Because the math solves for the whole room, it gives you multiple lines of sight (eigenvectors). We only want the extremes: the top few that perfectly isolate the left hand, and the bottom few for the right. The middle ones? Throw them out. They're just noise.

We apply this perfectly tuned lens to our raw data, but a machine learning model needs clean numbers. So, we extract the variance of the filtered signal, normalize it, and take the logarithm.

Why the log? Variance is strictly positive and right-skewed. The log stretches that clumped data into a smooth bell curve, making the distribution approximately Gaussian (necessary for our classifier down the line.) Why normalize? If a user sweats, the electrode connection improves and the signal gets louder. Did they think about their left hand harder? Nope. Normalizing across trials accounts for this.

If you're curious, here's a basic coded implementation in Python.

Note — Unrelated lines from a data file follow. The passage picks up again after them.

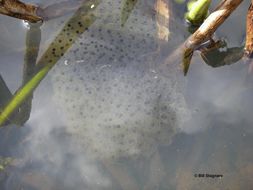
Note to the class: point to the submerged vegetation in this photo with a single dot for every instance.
(197, 12)
(15, 108)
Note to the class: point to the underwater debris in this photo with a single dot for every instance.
(82, 19)
(162, 19)
(206, 30)
(18, 9)
(127, 8)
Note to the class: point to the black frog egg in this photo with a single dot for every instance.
(118, 106)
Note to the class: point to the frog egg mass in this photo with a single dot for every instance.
(114, 101)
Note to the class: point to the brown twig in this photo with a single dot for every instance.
(206, 30)
(249, 32)
(17, 9)
(210, 25)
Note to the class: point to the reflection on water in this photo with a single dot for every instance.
(107, 118)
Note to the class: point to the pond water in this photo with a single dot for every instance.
(115, 113)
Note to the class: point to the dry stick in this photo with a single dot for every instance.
(207, 29)
(17, 9)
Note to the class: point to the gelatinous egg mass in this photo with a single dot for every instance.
(114, 101)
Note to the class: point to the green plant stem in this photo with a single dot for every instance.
(23, 93)
(82, 19)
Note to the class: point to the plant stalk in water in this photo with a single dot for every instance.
(82, 19)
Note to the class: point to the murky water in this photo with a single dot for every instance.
(108, 117)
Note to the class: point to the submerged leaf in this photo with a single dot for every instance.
(80, 22)
(127, 8)
(187, 56)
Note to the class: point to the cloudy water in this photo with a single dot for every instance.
(115, 113)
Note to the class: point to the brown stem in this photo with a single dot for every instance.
(17, 9)
(206, 30)
(249, 32)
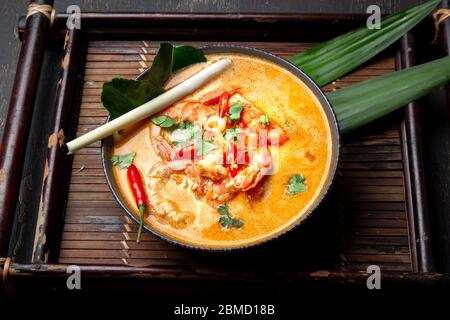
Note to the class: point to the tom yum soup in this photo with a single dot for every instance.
(240, 160)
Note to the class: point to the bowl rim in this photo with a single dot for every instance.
(107, 144)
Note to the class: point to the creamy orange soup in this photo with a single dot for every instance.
(288, 103)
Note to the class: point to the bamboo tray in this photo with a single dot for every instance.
(376, 213)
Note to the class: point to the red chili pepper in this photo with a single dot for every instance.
(235, 158)
(188, 150)
(134, 178)
(224, 104)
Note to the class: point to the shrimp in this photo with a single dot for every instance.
(165, 210)
(249, 177)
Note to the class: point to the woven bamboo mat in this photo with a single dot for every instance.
(369, 202)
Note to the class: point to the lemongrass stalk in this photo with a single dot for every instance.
(151, 107)
(371, 99)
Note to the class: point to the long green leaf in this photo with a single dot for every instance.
(120, 96)
(332, 59)
(366, 101)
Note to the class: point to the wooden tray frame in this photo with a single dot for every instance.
(55, 180)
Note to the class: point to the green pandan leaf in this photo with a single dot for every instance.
(334, 58)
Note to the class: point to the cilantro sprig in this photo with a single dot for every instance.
(264, 119)
(226, 220)
(164, 121)
(123, 161)
(235, 111)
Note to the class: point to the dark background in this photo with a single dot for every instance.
(436, 133)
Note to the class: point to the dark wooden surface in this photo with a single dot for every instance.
(370, 195)
(437, 160)
(10, 10)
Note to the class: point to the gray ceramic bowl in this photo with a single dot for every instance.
(107, 147)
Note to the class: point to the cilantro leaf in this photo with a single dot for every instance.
(223, 209)
(296, 184)
(120, 96)
(164, 121)
(123, 161)
(235, 111)
(226, 221)
(264, 120)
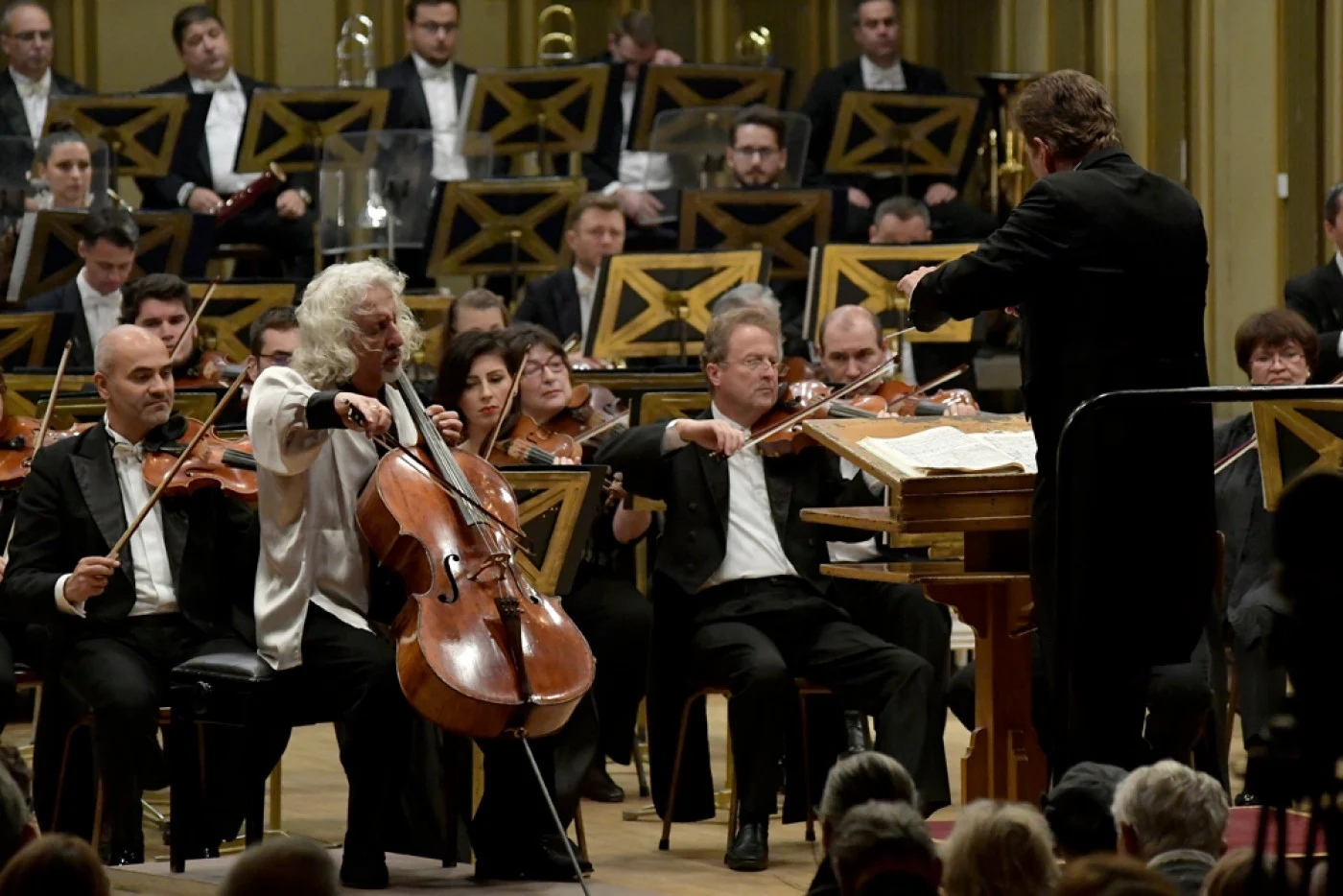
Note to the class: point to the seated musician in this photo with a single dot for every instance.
(123, 624)
(1273, 348)
(563, 301)
(739, 593)
(107, 248)
(316, 594)
(201, 181)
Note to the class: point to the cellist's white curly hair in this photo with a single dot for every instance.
(326, 326)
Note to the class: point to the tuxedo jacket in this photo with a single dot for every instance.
(70, 508)
(191, 158)
(554, 304)
(1318, 297)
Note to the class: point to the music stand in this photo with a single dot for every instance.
(49, 248)
(692, 86)
(788, 222)
(512, 225)
(544, 109)
(556, 508)
(917, 134)
(140, 130)
(648, 305)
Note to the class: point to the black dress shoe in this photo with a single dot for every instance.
(749, 848)
(600, 788)
(365, 872)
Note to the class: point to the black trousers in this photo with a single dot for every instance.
(758, 636)
(121, 671)
(617, 621)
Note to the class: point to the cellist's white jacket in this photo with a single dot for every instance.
(308, 483)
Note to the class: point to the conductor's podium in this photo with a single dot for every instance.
(989, 584)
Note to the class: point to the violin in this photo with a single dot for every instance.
(214, 462)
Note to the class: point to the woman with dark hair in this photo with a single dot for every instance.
(1273, 348)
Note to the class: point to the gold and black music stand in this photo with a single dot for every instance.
(916, 134)
(546, 110)
(556, 509)
(140, 130)
(657, 305)
(49, 248)
(1296, 438)
(513, 225)
(234, 308)
(788, 222)
(671, 87)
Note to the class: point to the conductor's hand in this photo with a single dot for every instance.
(447, 422)
(715, 436)
(372, 416)
(291, 204)
(204, 201)
(89, 579)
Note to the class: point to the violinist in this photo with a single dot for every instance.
(739, 596)
(121, 625)
(604, 602)
(318, 596)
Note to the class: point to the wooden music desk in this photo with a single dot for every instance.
(989, 584)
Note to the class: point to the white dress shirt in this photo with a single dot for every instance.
(34, 96)
(752, 549)
(152, 574)
(224, 130)
(101, 311)
(440, 96)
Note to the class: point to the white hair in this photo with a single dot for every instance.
(326, 326)
(1171, 806)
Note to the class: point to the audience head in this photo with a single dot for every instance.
(271, 340)
(1065, 116)
(355, 326)
(884, 848)
(759, 151)
(17, 826)
(432, 30)
(1170, 806)
(1276, 348)
(26, 37)
(1077, 811)
(1000, 849)
(876, 30)
(56, 864)
(595, 231)
(1112, 875)
(900, 221)
(107, 248)
(289, 865)
(856, 779)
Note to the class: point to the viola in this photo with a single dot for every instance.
(479, 650)
(215, 462)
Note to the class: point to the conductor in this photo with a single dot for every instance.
(1073, 257)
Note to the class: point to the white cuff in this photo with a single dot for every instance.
(672, 439)
(64, 606)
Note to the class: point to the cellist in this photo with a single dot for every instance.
(315, 601)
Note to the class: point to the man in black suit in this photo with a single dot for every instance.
(123, 624)
(1084, 241)
(739, 594)
(563, 301)
(93, 297)
(201, 175)
(876, 30)
(29, 83)
(1318, 295)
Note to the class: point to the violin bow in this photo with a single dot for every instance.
(46, 422)
(191, 326)
(177, 465)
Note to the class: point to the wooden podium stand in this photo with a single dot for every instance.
(989, 586)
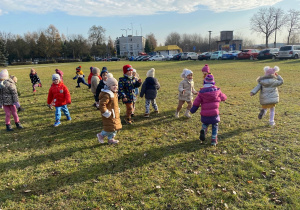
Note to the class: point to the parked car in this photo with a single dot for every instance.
(217, 55)
(271, 53)
(231, 55)
(177, 57)
(248, 54)
(157, 58)
(204, 56)
(189, 56)
(169, 57)
(289, 51)
(114, 59)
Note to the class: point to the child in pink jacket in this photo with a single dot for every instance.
(209, 98)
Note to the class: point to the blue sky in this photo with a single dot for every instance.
(160, 17)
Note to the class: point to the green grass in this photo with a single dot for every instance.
(159, 163)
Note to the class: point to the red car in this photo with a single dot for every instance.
(248, 54)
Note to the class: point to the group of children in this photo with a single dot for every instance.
(108, 91)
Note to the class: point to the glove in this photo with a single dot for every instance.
(17, 105)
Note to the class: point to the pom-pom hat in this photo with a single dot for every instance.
(4, 74)
(127, 68)
(209, 79)
(206, 69)
(268, 70)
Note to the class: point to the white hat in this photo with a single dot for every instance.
(151, 72)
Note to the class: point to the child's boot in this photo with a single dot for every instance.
(113, 141)
(19, 126)
(187, 114)
(214, 142)
(8, 127)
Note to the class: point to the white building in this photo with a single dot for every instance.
(131, 45)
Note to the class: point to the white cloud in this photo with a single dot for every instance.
(104, 8)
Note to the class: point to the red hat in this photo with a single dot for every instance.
(205, 68)
(127, 68)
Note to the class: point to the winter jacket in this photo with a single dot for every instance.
(126, 88)
(94, 83)
(59, 95)
(109, 108)
(188, 86)
(268, 89)
(149, 88)
(34, 78)
(209, 98)
(8, 92)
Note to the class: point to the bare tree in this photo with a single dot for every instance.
(267, 21)
(97, 34)
(292, 22)
(173, 39)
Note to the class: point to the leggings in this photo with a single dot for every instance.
(10, 109)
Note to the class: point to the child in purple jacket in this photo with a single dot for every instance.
(209, 97)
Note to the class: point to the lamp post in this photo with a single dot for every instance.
(126, 39)
(275, 30)
(209, 40)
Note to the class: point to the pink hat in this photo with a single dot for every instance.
(268, 70)
(209, 79)
(206, 68)
(4, 74)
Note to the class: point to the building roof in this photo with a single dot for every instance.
(168, 47)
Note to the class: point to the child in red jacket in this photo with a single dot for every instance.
(59, 96)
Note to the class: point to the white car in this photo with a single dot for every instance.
(157, 58)
(217, 55)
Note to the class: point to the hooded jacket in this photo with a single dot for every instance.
(268, 89)
(8, 92)
(59, 95)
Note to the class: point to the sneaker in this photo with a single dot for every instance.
(214, 142)
(202, 135)
(113, 141)
(100, 138)
(128, 121)
(57, 123)
(261, 113)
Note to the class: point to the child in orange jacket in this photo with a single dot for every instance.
(59, 96)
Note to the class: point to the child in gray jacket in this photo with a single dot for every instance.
(269, 95)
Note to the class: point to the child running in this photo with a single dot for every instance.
(109, 108)
(209, 98)
(127, 84)
(269, 96)
(35, 80)
(9, 100)
(149, 89)
(59, 96)
(186, 91)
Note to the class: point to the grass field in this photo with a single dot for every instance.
(159, 163)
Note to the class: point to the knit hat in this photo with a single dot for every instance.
(185, 72)
(78, 68)
(104, 69)
(209, 79)
(127, 68)
(151, 72)
(111, 81)
(95, 70)
(4, 74)
(268, 70)
(206, 69)
(55, 77)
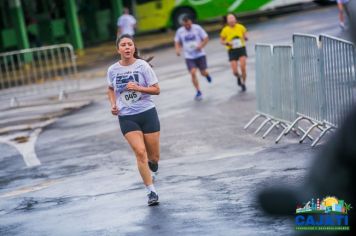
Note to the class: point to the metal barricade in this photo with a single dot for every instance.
(264, 74)
(35, 71)
(340, 79)
(309, 84)
(313, 81)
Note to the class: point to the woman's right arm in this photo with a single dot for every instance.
(112, 99)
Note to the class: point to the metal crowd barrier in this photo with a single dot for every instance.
(36, 71)
(315, 80)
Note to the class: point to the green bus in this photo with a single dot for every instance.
(160, 14)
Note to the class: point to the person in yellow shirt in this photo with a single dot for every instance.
(234, 37)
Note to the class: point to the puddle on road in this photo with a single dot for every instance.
(29, 204)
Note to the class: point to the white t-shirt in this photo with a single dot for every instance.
(127, 24)
(131, 102)
(190, 39)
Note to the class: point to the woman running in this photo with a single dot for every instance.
(234, 37)
(131, 83)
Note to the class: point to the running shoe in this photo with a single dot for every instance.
(238, 79)
(153, 166)
(198, 96)
(154, 176)
(208, 78)
(152, 199)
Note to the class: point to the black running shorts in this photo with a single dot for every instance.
(147, 122)
(236, 53)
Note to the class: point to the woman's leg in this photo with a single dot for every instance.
(193, 74)
(233, 65)
(242, 61)
(137, 143)
(152, 146)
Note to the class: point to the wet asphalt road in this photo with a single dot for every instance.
(210, 169)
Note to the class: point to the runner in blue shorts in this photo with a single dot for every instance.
(193, 38)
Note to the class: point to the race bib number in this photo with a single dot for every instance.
(192, 45)
(237, 43)
(130, 97)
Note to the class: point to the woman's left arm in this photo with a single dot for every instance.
(153, 89)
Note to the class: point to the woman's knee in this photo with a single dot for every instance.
(141, 154)
(154, 157)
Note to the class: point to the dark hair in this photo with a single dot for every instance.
(118, 40)
(186, 18)
(225, 17)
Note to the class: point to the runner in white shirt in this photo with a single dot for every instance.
(126, 24)
(131, 83)
(193, 38)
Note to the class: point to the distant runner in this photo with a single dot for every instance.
(193, 38)
(131, 83)
(234, 37)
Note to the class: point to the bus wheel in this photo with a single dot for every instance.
(180, 13)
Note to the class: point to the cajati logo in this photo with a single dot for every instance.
(328, 214)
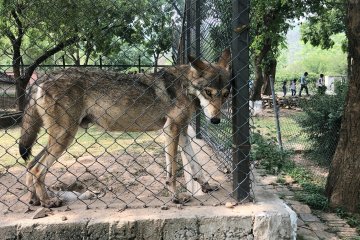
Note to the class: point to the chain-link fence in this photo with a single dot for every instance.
(105, 96)
(309, 125)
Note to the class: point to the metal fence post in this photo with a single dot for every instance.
(198, 54)
(240, 100)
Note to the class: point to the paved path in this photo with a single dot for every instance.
(312, 224)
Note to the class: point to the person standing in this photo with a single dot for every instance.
(303, 84)
(320, 84)
(293, 87)
(284, 88)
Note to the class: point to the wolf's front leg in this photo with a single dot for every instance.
(194, 166)
(172, 131)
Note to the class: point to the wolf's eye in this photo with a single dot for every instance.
(208, 92)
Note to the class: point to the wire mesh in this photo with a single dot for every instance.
(100, 87)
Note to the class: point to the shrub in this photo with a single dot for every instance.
(268, 154)
(322, 122)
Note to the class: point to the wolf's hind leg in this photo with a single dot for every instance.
(34, 199)
(171, 131)
(59, 139)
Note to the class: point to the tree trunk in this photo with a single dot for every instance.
(16, 65)
(270, 70)
(156, 59)
(343, 183)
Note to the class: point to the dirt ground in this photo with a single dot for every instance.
(119, 180)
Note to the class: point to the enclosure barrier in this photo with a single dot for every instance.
(125, 68)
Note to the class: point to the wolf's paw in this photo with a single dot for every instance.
(51, 203)
(181, 198)
(206, 187)
(34, 200)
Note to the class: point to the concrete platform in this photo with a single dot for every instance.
(267, 218)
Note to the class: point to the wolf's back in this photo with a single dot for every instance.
(30, 127)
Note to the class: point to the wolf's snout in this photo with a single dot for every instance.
(215, 120)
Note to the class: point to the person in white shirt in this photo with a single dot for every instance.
(293, 87)
(320, 84)
(303, 84)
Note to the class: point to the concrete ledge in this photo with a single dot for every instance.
(270, 220)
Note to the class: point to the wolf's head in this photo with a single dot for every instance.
(211, 84)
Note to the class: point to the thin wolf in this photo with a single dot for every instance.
(63, 101)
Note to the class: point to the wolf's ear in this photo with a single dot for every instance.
(225, 58)
(197, 63)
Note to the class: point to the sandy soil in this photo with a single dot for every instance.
(114, 180)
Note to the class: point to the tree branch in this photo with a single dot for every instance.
(57, 48)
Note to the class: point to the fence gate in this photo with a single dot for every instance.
(105, 93)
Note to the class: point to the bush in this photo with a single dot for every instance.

    def fit(self, X: np.ndarray, y: np.ndarray) -> "CSP":
        T = X.shape[2] # number of time points per trial
 
       # (72, 22, 1126) @ (72, 1126, 22) -> (72, 22, 22) -> mean -> (22, 22) -> for each class
        def class_cov(trials): # per-trial covariance
            covs = trials @ trials.transpose(0, 2, 1) / (T - 1) # (n, C, C)
            traces = np.trace(covs, axis1=1, axis2=2) # (n,)
            covs /= traces[:, None, None]
            return covs.mean(axis=0)
 
        cov_class0 = class_cov(X[y == 0])
        cov_class1 = class_cov(X[y == 1])
 
        _, eigenvectors = eigh(cov_class0, cov_class0 + cov_class1)
        bottom_n = (eigenvectors[:, :self.n_components]) # smallest eigenvalues
        top_n = (eigenvectors[:, -self.n_components:]) # largest eigenvalues
        self.filters_ = np.concatenate((bottom_n, top_n), axis=1).T
        return self
 
    def transform(self, X:np.ndarray) -> np.ndarray:
        # apply spatial filters and return log variance features
        Z = self.filters_ @ X # (2k, C) @ (N, C, T) -> (N, 2k, T)
        variances = np.var(Z, axis=2)
        return np.log(variances / variances.sum(axis=1, keepdims=True)) # normalize and log transform

We've covered the math for separating 2 classes, but what about more? Let's say we have four classes, (Left, Right, Feet, Tongue), just use a One-vs-Rest strategy. Run this math four separate times (Left vs Rest, etc.)

As proof this math works, here's a plot of the filters that shows where they are "looking"

CSP spatial patterns showing filter weight distribution over the scalp

As seen above, the left-hand filter generates a hotspot perfectly over the right motor cortex. The algorithm mathematically rediscovers human neuroanatomy entirely on its own. Cool.

A few notes about CSP: First, the bandpass preprocessing that runs on the data before CSP assumes all useful info lives exactly between 8-30Hz. Second, it assumes your brain's noise is stationary. It isn't; filters calibrated on Tuesday perform worse on Wednesday just because you slept differently. Third, it's strictly linear.

CSP is not new. Modern deep learning models often outperform it on motor imagery benchmarks. Even many of the strongest recent architectures use CSP-style spatial filtering as a layer inside their network. Despite that, CSP remains the absolute cleanest example of how we can take physical truths about the brain, like how imagery lives in variance, and algorithmically decode to extract useful information. The brain isn't a black box after all.